When the company switched paths again, focusing now on video games, Yokoi created Game & Watch. One of the company's first game designers, he was assigned to oversee an ambitious youngster named Shigeru Miyamoto, who was making an arcade game called Donkey Kong.
That turned out so well that Yokoi was given the task again, becoming a producer for Tora Osawa’s 1986 game Kid Icarus, which is available right now if you’ve subscribed to Nintendo Switch Online. (You don’t need the expansion pack add-on for this one.)
Kid Icarus was meant to replicate Metroid’s side-scrolling style (Osawa had designed Mother Brain) in a mythological setting. Instead of a blaster, there would be bows and arrows. Instead of an alien world, the main character, Pit, would move from the Underworld to the Overworld to the Skyworld, to, finally, the Palace in the Sky. It’s a clear progression that the game expresses by demanding Pit move upwards constantly.
Kid Icarus is remembered as a notoriously hard game, both to make and to play. Osawa went from Metroid immediately to Kid Icarus, and months of crunch followed, including a three-month stint of sleeping in Nintendo’s offices. This became especially tough when Nintendo turned off its heating system to save money in the winter.
The game stands as a testament to how play styles have changed over time. Without the Switch’s rewind feature, it’s hard to imagine many modern gamers leaping for a chance to play Kid Icarus. The game is unforgiving. Missing a single jump onto a tiny platform can lead to instant doom (this is true of other games of the era, like Mario titles, but this is harder than Mario). Enemies are swarming and come out of nowhere. The game wants you to feel like you’re dragging yourself out of Hell, which isn’t an easy thing to do.
And yet, amidst all of the frustration, a fun game emerges. The music is lively, the arrows are unlimited, and even failure can be fun. Grim Reapers are especially tricky enemies for Pit. They stalk back and forth over a platform and take several hits to go down. If they look at you, not only will crazy music start up, but several mini-enemies will fly out and start buzzing around.
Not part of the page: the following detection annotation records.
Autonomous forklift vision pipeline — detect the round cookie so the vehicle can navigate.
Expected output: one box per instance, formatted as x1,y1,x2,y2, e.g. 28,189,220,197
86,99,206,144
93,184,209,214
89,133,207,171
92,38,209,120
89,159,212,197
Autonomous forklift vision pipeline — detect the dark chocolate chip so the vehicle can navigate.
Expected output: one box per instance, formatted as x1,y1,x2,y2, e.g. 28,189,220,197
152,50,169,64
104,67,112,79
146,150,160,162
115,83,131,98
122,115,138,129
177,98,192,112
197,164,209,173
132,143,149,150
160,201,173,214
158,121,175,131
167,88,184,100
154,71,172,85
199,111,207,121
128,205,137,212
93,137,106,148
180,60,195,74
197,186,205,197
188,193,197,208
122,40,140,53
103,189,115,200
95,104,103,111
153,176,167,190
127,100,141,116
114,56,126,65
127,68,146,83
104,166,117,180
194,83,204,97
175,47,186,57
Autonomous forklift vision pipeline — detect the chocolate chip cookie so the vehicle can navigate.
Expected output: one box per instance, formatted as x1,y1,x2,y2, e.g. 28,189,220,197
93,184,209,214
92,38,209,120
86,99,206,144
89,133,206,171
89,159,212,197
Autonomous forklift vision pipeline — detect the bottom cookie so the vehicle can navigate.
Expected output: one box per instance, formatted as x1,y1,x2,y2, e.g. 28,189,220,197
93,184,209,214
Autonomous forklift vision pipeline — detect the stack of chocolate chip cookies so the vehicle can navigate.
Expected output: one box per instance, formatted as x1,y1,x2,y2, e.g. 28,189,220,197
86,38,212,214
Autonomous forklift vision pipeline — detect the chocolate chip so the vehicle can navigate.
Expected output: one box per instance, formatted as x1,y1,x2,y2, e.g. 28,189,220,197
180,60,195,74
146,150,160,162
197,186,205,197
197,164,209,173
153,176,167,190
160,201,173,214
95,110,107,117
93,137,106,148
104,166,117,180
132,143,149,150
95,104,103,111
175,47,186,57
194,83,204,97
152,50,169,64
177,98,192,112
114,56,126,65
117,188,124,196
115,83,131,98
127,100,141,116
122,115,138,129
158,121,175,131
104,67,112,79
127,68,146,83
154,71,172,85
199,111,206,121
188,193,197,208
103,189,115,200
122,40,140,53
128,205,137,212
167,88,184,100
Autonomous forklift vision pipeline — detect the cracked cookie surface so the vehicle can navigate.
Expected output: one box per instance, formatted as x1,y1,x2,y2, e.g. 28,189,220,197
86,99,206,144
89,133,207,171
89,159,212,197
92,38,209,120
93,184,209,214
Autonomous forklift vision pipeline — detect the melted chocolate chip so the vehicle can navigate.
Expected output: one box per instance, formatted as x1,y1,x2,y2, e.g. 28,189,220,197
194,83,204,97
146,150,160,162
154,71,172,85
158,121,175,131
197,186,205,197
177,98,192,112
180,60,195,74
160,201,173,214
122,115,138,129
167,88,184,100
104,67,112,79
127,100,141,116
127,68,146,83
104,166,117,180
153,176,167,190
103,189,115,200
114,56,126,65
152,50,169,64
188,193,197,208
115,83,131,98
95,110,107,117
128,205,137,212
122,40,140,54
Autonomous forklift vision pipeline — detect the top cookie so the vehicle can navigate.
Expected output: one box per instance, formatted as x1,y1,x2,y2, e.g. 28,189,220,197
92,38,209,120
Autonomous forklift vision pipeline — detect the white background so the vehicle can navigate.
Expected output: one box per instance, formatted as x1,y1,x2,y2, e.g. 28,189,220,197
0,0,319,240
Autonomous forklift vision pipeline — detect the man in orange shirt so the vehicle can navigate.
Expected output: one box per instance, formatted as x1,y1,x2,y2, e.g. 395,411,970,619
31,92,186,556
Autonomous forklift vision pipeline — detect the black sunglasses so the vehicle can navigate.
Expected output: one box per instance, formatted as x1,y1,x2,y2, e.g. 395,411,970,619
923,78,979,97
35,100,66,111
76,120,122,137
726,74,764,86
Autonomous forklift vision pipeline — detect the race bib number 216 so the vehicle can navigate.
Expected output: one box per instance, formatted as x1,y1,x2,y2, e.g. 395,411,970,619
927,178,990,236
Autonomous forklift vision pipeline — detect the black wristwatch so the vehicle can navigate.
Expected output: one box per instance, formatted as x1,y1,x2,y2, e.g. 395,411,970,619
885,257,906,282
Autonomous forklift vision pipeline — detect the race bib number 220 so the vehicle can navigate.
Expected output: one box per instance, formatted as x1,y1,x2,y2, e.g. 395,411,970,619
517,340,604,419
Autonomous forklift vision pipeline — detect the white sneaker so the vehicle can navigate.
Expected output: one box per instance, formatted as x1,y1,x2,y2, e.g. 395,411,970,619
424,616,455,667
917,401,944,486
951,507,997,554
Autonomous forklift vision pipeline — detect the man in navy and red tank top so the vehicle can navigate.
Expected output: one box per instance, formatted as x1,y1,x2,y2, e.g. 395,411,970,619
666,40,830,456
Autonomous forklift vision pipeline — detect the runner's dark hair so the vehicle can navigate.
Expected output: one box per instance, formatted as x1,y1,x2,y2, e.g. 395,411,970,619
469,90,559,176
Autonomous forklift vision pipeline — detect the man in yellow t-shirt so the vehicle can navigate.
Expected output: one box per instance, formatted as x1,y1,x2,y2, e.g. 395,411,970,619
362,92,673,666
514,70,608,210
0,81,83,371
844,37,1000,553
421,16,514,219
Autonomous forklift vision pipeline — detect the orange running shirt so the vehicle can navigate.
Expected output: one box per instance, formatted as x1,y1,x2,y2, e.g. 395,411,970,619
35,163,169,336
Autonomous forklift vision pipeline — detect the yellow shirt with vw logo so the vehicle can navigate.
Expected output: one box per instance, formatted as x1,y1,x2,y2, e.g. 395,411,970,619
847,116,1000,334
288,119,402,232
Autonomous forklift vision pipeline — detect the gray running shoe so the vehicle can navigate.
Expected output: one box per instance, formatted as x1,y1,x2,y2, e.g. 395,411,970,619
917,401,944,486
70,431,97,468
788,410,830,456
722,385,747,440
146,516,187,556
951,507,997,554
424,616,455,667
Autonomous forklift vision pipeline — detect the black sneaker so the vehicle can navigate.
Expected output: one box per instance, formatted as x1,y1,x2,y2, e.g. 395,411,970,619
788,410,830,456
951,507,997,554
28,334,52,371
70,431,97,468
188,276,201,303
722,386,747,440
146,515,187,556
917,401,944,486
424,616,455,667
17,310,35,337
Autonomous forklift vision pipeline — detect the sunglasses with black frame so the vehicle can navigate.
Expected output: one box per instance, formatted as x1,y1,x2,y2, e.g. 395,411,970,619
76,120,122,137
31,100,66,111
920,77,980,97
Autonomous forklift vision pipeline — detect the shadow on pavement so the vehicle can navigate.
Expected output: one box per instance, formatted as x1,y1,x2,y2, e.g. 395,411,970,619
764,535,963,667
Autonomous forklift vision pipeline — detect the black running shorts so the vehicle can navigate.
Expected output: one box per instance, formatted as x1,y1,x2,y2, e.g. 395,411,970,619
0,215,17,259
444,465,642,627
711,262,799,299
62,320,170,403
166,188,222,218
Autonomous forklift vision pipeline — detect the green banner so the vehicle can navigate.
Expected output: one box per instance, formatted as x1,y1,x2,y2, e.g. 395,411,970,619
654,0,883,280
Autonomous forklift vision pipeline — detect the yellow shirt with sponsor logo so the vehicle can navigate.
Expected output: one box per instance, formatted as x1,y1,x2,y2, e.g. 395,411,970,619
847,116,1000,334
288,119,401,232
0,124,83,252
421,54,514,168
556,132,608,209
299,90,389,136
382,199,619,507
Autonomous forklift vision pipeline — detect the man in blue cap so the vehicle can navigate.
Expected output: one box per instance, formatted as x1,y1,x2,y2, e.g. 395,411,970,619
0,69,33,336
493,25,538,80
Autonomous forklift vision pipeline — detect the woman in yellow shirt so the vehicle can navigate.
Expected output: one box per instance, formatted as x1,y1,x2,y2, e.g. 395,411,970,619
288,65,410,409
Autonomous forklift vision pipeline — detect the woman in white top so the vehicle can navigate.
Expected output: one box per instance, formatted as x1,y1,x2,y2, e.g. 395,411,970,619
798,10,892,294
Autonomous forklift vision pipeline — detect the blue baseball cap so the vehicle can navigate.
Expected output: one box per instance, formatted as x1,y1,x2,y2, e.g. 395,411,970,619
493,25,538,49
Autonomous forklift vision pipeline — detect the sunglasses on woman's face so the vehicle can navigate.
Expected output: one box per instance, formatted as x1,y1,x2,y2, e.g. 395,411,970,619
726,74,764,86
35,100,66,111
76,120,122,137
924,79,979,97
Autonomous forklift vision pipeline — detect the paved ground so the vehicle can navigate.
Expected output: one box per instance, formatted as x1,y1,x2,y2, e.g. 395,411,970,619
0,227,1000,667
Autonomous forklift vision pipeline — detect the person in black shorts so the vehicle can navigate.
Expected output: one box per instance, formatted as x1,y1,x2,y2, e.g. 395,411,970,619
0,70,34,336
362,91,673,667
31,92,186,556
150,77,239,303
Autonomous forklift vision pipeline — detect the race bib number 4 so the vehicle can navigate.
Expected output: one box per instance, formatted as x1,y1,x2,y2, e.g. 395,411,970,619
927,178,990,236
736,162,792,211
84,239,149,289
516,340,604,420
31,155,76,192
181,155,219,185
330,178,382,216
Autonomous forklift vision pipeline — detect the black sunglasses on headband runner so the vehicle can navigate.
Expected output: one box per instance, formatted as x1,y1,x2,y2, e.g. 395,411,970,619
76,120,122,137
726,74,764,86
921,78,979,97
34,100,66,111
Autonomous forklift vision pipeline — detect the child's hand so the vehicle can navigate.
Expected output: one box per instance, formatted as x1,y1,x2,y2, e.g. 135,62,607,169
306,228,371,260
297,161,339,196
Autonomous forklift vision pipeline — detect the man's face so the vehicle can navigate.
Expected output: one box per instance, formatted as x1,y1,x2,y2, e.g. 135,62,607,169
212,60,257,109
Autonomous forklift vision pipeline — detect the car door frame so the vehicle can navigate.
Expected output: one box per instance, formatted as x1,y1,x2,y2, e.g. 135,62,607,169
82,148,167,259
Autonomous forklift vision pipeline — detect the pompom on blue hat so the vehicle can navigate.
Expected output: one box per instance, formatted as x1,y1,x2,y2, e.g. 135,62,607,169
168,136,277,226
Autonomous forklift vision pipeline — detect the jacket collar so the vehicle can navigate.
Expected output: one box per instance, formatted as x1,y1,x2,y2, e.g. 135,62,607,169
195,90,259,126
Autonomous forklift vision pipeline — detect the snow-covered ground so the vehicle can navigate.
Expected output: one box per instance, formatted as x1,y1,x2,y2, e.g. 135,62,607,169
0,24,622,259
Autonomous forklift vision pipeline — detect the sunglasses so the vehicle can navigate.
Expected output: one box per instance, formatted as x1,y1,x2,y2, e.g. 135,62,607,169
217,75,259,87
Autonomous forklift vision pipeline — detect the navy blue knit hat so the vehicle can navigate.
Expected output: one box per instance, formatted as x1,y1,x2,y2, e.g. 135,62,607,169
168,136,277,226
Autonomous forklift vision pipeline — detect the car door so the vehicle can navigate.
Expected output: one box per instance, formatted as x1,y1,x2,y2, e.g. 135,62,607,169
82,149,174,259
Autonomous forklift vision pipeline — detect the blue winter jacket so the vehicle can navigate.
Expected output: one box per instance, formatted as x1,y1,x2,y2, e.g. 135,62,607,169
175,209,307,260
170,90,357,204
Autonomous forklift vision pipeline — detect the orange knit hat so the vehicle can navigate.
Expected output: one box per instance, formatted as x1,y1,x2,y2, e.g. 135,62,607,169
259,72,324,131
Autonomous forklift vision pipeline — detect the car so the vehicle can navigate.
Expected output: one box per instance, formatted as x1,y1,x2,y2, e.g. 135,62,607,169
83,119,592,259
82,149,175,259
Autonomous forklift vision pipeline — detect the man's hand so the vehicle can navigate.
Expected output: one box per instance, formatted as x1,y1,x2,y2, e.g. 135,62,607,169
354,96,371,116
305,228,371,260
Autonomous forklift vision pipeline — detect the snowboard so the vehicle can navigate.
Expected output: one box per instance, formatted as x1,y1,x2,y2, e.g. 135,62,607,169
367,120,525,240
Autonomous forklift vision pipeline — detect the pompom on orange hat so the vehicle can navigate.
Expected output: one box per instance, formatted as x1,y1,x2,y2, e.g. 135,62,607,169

After finally taking one down, I celebrated, only to be instantly taken out by a lava monster coming from a platform’s floor. I had to laugh.
The game also has a sense of humor about itself. Pit gets a credit card at one point, which puts him into debt. There’s also his tagline when dying, “I’m finished!” Although the game takes gameplay very seriously, it doesn’t take itself too seriously.
Kid Icarus definitely shows its age. A crucial dynamic for the game’s map is walking Pit off one side of the screen only to have him appear on the other side. I had forgotten video games used to do that all the time. And it wouldn’t be the defining legacy for either Osawa or Yokoi, who would respectively play crucial roles in Ocarina of Time and the Game Boy. This is definitely a game that makes you earn the win. For any gamer looking for a retro challenge, this is the place to go.